Capricorn Coast Landcare Group successfully applied for a Community Sustainability Action Grant from the Queensland State Government to coordinate a series of litter cleanups in Yeppoon's mangrove ecosystems throughout 2017-2018.
The mangroves in Fig Tree and Ross Creeks in the centre of Yeppoon, were struggling with a heavy load of litter and downstream pollution following cyclones, floods, king tides, and general human laziness.
Their normal ecosystem functions were becoming severely impeded: filtering sediments and pollutants, acting as fish hatcheries, essential habitat for diverse species including our iconic flying fox colony, erosion control, buffer system from storm surge/high tides.
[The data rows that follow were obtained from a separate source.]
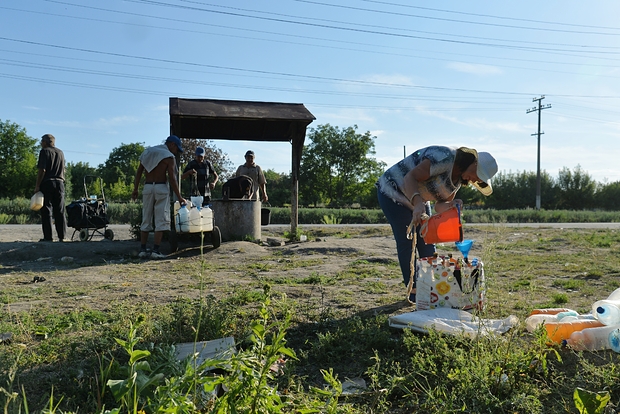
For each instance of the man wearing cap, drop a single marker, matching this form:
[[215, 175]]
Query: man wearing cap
[[435, 174], [51, 182], [201, 169], [159, 166], [252, 170]]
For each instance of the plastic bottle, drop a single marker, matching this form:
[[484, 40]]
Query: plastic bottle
[[550, 311], [560, 331], [607, 311], [182, 220], [195, 220], [591, 339], [206, 218]]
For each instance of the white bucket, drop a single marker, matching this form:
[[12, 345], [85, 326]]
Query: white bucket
[[195, 224]]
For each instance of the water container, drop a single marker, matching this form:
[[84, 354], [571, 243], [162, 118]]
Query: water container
[[591, 339], [36, 201], [607, 311], [182, 220], [206, 219], [197, 201], [195, 221], [560, 331], [443, 227]]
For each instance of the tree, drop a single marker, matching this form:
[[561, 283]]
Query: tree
[[278, 188], [221, 163], [577, 189], [337, 167], [18, 158], [120, 169]]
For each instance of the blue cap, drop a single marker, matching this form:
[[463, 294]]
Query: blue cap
[[174, 139]]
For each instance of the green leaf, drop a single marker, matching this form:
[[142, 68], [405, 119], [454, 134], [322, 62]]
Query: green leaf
[[590, 402], [138, 355], [120, 388]]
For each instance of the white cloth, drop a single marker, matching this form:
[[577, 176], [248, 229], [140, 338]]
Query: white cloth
[[452, 321], [152, 156]]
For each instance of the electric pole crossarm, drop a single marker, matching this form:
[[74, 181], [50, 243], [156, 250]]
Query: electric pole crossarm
[[539, 133]]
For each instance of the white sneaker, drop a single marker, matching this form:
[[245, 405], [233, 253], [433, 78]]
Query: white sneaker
[[157, 255]]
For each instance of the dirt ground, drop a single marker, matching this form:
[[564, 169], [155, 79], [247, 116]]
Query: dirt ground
[[100, 272]]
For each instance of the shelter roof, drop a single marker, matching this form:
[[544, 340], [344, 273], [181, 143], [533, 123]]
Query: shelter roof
[[238, 120]]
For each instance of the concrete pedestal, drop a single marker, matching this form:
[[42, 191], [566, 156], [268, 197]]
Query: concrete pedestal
[[237, 219]]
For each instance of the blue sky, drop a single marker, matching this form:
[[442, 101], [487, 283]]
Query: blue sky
[[98, 74]]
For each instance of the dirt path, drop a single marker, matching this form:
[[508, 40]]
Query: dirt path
[[358, 271]]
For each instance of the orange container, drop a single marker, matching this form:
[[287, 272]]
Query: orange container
[[559, 331], [550, 311], [443, 227]]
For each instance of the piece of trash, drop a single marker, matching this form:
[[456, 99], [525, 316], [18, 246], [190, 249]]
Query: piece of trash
[[222, 348], [353, 386], [5, 338]]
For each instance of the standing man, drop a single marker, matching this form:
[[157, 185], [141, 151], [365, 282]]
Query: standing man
[[51, 182], [201, 169], [157, 161], [256, 174]]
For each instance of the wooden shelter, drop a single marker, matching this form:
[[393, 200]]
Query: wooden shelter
[[247, 121]]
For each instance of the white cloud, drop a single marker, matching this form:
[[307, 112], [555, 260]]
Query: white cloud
[[474, 69]]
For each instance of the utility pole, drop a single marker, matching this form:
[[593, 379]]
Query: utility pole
[[539, 133]]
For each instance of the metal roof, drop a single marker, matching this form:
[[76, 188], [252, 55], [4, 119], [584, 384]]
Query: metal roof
[[239, 120]]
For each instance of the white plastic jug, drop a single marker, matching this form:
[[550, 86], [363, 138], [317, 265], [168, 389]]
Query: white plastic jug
[[182, 220], [607, 311], [206, 218], [197, 201], [36, 201], [195, 223]]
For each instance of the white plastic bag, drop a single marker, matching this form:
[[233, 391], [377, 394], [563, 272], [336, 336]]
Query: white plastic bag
[[36, 201]]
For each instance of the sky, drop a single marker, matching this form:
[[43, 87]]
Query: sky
[[97, 74]]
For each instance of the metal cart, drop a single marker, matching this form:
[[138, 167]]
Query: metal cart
[[88, 215]]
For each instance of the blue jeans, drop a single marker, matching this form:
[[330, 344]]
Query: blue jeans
[[399, 218]]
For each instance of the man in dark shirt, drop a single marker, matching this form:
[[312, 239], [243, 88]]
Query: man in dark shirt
[[51, 182], [201, 169]]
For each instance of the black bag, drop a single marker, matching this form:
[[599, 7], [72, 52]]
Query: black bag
[[84, 213]]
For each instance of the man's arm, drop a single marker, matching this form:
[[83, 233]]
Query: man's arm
[[170, 167], [40, 176], [136, 182], [215, 177]]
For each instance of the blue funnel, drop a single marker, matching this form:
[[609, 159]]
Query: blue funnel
[[464, 247]]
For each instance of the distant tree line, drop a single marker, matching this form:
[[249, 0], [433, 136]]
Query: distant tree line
[[338, 169]]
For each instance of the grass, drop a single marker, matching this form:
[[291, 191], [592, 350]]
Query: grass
[[325, 338]]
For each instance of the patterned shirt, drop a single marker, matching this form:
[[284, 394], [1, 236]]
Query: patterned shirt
[[438, 187], [256, 174], [203, 170]]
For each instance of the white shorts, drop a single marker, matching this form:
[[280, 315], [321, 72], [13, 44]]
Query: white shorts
[[155, 204]]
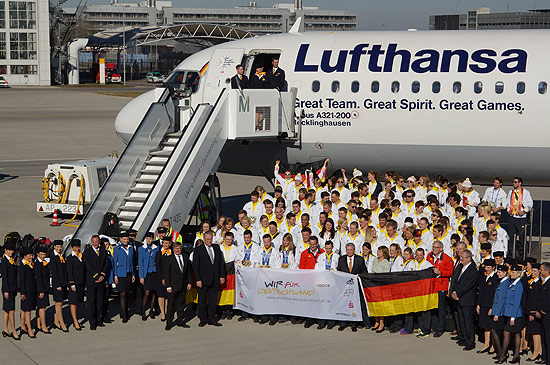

Their prop roots were entangled with netting, fishing line, shreds of plastic garden sheeting, and enough plastic packaging and strapping to encircle Australia. High tides had pushed massive amounts of garbage into far corners and with no regular flushing, cans, glass and plastic had piled up. This was suffocating breathing roots and creating a very anaerobic environment.
Discarded oil cans and chemical containers had leached their contents, and over time, people had intentionally dumped shopping trolleys, old computers, bedding, clothing and every kind of household object into the ecosystem.
We drew up a plan of action to target rubbish in several key areas. Our primary focus was to involve the community to increase awareness about the impacts of pollution, change behaviour particularly about fast food wrapping and plastics, the value of 'rethink, reduce, reuse, recycle', and to enhance community pride in our natural places.
The project has removed well in excess of 1000Kg of rubbish from our mangroves and involved about 100 volunteers over nine months.